In particular, in a situation like this, the predictor variables are often
correlated, and a regression analysis cannot be interpreted as "the effect
of this variable". In other words: The coefficient of one term can (at
best) be interpreted as "the effect of this term, keeping all the others
constant". But given the correlations that naturally occur, "changing one
term while keeping all the others constant" is not possible. The result is
that correlated terms may have coefficients that are misleading -- e.g.,
something correlated with percent of women may have an inflated
coefficient while the coefficient of percent of women may be lowered -- or
it could have worked out vice-versa.
Thus, statements such as "increasing the number of women decreases the
ranking of the department" are at best misleading.

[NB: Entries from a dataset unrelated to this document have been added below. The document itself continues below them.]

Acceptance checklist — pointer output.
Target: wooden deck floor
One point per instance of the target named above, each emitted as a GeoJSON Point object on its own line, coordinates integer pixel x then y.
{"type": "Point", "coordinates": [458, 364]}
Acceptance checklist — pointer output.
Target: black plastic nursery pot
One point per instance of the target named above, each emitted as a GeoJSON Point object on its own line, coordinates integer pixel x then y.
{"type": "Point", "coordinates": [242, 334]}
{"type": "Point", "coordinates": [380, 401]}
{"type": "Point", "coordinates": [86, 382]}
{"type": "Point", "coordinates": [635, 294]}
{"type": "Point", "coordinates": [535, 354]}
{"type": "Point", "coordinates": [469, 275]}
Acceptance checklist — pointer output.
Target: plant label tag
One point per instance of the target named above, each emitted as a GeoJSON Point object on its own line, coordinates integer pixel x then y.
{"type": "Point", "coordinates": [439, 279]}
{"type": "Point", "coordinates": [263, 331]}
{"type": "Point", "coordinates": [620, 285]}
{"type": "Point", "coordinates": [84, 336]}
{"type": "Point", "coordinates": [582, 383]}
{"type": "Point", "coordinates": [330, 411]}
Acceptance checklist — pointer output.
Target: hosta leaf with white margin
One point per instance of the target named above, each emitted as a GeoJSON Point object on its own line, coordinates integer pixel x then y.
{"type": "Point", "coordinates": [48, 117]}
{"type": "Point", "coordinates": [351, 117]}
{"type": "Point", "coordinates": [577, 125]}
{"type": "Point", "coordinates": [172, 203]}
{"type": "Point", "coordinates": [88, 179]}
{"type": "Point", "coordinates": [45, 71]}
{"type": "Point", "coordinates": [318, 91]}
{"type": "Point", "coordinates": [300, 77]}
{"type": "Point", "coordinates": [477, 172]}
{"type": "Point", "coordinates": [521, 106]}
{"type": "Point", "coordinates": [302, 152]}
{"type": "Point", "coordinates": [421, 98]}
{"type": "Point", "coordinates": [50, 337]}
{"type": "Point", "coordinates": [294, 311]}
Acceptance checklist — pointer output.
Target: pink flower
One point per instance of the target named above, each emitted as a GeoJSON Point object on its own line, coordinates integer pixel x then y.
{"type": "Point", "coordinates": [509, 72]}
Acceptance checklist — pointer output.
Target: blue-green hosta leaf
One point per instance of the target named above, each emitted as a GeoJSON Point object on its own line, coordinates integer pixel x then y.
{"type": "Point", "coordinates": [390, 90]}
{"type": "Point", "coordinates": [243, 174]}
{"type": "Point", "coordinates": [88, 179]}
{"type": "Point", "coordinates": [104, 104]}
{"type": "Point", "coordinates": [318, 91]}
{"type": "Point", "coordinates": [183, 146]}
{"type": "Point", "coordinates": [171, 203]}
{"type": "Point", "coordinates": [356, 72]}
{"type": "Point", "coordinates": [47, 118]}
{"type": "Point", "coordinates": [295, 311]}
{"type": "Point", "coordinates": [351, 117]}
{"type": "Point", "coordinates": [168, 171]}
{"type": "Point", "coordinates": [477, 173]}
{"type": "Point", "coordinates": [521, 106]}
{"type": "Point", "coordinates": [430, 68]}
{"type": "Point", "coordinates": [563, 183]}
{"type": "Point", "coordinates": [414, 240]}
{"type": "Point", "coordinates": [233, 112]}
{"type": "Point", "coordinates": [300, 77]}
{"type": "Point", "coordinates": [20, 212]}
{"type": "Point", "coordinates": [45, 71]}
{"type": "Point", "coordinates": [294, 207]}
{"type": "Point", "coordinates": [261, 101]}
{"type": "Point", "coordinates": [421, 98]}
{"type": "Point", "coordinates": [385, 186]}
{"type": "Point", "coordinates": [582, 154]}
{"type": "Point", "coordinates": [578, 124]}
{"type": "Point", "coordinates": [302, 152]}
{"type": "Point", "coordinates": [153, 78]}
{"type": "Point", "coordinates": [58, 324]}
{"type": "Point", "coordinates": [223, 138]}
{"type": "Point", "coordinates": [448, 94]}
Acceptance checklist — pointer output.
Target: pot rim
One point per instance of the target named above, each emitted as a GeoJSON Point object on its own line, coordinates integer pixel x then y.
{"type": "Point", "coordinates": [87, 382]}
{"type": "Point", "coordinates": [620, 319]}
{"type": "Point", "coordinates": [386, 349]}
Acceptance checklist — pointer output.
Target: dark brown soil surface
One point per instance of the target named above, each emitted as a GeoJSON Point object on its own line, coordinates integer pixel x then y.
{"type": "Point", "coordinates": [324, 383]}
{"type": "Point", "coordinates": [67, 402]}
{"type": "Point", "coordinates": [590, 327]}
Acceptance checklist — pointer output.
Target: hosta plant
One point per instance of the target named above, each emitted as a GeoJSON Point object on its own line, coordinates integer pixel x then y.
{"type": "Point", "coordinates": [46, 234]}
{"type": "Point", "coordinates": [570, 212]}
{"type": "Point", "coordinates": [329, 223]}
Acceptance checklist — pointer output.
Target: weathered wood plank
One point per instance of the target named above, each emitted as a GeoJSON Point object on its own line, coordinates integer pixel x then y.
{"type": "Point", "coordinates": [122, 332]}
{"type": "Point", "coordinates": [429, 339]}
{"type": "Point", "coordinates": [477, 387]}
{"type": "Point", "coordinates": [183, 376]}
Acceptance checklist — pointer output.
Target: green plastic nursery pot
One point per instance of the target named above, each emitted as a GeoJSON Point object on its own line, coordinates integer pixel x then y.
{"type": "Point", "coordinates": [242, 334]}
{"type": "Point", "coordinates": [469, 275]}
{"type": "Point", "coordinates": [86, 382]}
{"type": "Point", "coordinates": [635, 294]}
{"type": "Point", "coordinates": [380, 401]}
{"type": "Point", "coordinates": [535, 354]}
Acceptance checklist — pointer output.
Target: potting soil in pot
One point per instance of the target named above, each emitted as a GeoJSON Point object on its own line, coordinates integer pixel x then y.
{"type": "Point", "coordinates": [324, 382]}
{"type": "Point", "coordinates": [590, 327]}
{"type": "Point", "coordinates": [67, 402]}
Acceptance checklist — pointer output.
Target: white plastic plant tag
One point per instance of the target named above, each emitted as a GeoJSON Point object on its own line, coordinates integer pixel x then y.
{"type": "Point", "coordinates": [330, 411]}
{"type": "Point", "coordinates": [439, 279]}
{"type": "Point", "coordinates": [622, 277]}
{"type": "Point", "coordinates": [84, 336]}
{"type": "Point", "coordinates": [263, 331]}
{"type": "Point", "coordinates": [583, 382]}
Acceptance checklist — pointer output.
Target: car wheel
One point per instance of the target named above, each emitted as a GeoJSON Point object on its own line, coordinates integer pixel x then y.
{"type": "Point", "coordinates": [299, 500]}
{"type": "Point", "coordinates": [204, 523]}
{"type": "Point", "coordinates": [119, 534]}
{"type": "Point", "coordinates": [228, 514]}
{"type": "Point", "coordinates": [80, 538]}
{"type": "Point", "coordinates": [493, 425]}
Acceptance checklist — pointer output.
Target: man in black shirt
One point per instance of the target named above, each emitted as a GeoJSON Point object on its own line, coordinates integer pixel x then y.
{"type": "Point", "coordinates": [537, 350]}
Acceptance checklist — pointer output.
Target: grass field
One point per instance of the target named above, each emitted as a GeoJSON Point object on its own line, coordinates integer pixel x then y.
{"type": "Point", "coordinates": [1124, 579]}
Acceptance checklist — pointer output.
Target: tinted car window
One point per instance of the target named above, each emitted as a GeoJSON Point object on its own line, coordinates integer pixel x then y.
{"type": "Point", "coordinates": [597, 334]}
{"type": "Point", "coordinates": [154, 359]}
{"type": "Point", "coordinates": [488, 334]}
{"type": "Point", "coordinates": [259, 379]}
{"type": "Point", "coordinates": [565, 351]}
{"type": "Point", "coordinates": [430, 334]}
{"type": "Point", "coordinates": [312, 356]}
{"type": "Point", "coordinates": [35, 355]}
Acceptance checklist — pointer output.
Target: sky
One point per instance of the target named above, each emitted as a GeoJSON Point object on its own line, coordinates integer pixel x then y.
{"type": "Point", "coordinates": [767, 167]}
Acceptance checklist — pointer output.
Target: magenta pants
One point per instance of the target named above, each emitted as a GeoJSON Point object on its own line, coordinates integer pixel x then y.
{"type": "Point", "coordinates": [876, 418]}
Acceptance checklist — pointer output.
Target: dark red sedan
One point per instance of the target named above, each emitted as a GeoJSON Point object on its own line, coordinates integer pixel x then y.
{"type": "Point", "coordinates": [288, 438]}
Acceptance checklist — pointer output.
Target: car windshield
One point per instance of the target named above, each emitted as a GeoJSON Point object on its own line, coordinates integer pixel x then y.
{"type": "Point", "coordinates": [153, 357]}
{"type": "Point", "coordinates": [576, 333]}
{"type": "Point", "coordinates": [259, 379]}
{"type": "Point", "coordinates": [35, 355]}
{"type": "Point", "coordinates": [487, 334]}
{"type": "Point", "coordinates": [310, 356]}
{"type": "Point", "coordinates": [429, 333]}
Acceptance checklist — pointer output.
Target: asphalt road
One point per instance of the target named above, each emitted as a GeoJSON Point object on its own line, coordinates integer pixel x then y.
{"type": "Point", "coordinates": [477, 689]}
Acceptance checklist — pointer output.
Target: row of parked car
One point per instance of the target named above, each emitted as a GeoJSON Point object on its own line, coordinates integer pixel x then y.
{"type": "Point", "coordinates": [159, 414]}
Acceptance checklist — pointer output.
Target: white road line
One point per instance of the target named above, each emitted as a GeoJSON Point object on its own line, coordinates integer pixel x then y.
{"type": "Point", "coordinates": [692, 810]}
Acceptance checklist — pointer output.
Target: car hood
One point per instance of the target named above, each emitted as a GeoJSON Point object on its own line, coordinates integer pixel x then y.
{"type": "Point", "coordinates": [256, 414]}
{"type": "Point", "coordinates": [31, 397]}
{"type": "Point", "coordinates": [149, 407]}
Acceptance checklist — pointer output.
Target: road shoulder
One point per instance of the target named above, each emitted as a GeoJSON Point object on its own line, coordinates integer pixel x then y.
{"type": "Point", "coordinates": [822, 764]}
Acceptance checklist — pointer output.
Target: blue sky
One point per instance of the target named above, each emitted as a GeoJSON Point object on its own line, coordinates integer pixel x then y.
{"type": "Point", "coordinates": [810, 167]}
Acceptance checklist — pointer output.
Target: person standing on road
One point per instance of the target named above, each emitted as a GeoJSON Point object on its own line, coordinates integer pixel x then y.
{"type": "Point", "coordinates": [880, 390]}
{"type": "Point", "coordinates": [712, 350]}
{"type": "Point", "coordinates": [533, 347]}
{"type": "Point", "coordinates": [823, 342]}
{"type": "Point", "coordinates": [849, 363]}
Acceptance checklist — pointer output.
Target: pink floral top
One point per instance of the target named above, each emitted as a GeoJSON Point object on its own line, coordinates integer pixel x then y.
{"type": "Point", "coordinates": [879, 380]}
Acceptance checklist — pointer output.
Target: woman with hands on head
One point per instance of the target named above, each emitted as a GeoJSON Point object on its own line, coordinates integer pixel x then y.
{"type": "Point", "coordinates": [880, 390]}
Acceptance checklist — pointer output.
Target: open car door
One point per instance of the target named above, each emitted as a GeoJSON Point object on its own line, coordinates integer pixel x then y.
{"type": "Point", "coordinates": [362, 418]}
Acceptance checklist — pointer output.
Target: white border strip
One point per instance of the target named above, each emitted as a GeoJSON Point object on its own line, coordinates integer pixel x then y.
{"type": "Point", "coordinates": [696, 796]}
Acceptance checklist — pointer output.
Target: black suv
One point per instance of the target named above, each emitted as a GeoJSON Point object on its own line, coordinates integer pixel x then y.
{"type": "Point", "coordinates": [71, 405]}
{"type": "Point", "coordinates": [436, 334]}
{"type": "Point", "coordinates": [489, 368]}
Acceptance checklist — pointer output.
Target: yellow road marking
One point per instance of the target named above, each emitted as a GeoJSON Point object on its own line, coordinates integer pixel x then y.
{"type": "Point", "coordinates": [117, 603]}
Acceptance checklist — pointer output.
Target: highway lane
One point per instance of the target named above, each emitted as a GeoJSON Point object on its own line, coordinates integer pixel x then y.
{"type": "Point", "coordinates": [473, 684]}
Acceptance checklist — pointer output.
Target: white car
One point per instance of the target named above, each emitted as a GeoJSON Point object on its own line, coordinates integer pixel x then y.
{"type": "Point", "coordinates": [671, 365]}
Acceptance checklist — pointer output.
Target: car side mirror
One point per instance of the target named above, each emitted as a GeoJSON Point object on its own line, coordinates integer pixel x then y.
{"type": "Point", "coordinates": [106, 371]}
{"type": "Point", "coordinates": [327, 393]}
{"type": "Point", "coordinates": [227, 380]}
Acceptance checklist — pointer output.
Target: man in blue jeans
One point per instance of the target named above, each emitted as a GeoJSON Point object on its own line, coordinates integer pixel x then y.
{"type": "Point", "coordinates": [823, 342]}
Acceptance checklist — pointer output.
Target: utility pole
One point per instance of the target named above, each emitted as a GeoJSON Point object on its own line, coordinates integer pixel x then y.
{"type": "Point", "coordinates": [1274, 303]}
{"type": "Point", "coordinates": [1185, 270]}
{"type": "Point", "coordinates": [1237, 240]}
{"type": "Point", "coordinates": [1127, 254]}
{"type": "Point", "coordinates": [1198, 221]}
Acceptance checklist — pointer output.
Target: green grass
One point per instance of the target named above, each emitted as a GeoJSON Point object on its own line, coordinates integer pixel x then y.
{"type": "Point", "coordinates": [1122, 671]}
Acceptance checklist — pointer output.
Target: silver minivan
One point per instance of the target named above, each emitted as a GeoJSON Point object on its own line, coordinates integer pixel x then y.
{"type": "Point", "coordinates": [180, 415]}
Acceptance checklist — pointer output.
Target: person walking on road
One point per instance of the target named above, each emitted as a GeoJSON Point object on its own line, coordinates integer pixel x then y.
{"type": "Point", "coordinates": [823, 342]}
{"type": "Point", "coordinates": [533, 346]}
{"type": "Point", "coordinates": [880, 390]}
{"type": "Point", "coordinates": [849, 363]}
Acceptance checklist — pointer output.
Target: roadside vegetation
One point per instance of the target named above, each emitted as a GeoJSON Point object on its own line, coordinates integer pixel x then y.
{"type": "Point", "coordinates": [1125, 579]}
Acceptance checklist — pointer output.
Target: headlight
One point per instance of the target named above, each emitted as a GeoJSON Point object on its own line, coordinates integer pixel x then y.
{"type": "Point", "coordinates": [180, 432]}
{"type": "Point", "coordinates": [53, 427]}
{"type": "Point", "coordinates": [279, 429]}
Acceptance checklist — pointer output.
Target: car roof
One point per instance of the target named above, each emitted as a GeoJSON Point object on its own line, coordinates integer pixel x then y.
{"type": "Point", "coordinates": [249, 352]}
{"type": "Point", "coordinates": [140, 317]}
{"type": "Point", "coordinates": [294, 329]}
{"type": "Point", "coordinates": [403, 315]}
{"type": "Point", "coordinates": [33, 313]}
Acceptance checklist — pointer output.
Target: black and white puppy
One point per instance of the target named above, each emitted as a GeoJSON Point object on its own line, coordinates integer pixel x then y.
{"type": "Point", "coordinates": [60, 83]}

I taught a graduate course in regression for about ten years and am very
aware that regression (perhaps even more than other statistical
techniques) is very often taken to say more than it can possibly say --
and often done sloppily as well.
In fact, as a mathematician teaching statistics, I became so aware of the
misuses and misinterpretations (rarely deliberate) of statistics, that
when I retired I started a website on Common Mistakes in Using Statistics
(http://www.ma.utexas.edu/users/mks/statmistakes/StatisticsMistakes.html;
for mistakes involving regression coefficients, see
http://www.ma.utexas.edu/users/mks/statmistakes/regressioncoeffs.html),
and giving yearly workshops on the topic.
Martha Smith
> --
> You received this message because you are subscribed to the Google Groups
> "WomeninMath" group.
> To post to this group, send email to women...@googlegroups.com.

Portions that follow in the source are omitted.